Пришел Чон, спокойно приладил металлический колпак к голове «разрушителя машин», выключил фиолетовый свет и стал молча ждать.
— Когда-то и на мне был подобный колпак, — вспомнил Мартынов. — Он, повидимому, призван разбудить деятельность мозговых клеток, воскресить сознание. Сердце работает, надо, чтобы и мозг работал. А все-таки невероятно!...
Изумительна способность у гоми к молчанию! Профессор часто видел, как они группами или в одиночку сидели и молчали бесконечно долгое время. Иногда это тупое бдение или сон (профессор затруднялся сказать, что это было) продолжалось в течение двух обыкновенных приливов и двух отливов, то-есть, не меньше суток и даже еще больше!

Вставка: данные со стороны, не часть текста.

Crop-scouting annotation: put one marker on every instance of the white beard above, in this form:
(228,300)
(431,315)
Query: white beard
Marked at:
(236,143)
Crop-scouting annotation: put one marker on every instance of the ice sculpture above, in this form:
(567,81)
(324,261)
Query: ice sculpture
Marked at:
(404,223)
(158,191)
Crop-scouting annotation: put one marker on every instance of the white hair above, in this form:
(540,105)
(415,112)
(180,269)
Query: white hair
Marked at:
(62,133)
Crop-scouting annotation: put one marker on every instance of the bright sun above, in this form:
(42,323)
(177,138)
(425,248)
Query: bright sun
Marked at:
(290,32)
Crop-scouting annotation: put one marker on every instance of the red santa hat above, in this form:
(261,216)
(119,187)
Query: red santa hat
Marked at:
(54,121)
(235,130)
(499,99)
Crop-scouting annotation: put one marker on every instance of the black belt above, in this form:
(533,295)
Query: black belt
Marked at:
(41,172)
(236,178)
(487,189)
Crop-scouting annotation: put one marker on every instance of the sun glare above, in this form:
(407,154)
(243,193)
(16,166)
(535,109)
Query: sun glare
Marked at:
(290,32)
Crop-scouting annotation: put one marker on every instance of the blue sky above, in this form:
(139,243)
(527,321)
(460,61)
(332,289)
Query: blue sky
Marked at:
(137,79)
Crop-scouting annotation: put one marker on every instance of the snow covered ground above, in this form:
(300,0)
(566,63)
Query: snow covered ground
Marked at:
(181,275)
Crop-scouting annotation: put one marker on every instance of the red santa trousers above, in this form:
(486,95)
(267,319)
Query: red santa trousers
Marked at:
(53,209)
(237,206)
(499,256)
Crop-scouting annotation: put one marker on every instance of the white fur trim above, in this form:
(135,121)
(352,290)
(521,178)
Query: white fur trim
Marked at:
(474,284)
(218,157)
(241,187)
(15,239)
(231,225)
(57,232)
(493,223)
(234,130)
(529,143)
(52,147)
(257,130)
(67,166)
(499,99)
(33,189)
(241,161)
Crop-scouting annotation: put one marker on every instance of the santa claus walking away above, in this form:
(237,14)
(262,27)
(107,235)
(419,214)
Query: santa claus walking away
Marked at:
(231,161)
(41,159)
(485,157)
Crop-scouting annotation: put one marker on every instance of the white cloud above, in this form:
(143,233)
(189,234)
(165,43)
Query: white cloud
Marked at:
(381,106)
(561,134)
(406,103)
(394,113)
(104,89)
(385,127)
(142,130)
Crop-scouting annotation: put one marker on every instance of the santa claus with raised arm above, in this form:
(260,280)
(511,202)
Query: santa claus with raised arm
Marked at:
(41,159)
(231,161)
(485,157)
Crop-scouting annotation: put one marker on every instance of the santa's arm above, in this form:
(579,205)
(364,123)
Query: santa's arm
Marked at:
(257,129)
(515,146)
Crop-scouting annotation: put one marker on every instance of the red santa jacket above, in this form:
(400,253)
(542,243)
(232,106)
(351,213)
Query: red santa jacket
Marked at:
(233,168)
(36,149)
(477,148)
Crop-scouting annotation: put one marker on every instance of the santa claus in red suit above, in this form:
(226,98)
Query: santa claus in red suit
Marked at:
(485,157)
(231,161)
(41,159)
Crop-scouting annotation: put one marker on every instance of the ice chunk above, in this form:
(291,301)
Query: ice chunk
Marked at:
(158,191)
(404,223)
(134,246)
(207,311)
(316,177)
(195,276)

Так и теперь все три гоми с Чоном во главе сидели и молча ждали. Мартынов пытался нарушить молчание, но без успеха. Рыбы, настоящие рыбы! Сидят и молчат, даже не шелохнутся, точно рыбы, прикрывшиеся речной водой в жаркий день. Не может быть, чтоб у них мозг не работал! А, впрочем, что известно профессору об их внутренней организации? Какими путями шло развитие этих существ? Ведь это все-таки не совсем люди, которых профессор знал... Ага! Вот он, кажется, просыпается, открывает глаза. Так, сознание этого странного утопленника дома. Ну-ка, «разрушитель машин», скажи нам, откуда ты? Что? Он не понимает, повидимому, профессора? Чорт возьми! Он не говорит ни на одном из известных профессору языков!
Мартынов вновь и вновь пытается заговорить, до конца использует все свои лингвистические познания, но странный субъект только качает головой и произносит одно и то же слово, которое ни Мартынову, ни гоми, кажется, непонятно. Откуда же этот человек в таком случае? Это не дикарь, а раз так, то безусловно хоть один из культурных языков он должен был знать, а меж тем он, повидимому, совсем не понимает профессора, хотя смотрит на него с явным интересом и нескрываемым любопытством. Он скользнул взглядом по гоми, и Мартынов заметил в этом взгляде оттенок презрения, и вновь глаза пришедшего в себя остановились на профессоре. Он, казалось, понял усилия профессора казаться понятным, но широко улыбнулся и отрицательно покачал головой.
— Нельзя ли его вниз, ко мне? — спросил Мартынов Чона.
— Нет, «разрушитель машин» останется здесь
— Странно, почему нельзя туда?
— Он еще плох и нуждается в лечении.
— Ах, да, в самом деле: его рука... Ну, и звери же твои гоми, Чон.
— Гоми делают часто непонятные вещи...
— Да, да, я уж это слышал. По крайней мере, ты позволишь мне приходить сюда?
Чон ничего не ответил, и профессор медленно удалился. Уходя, он старался хорошенько запомнить дорогу сюда.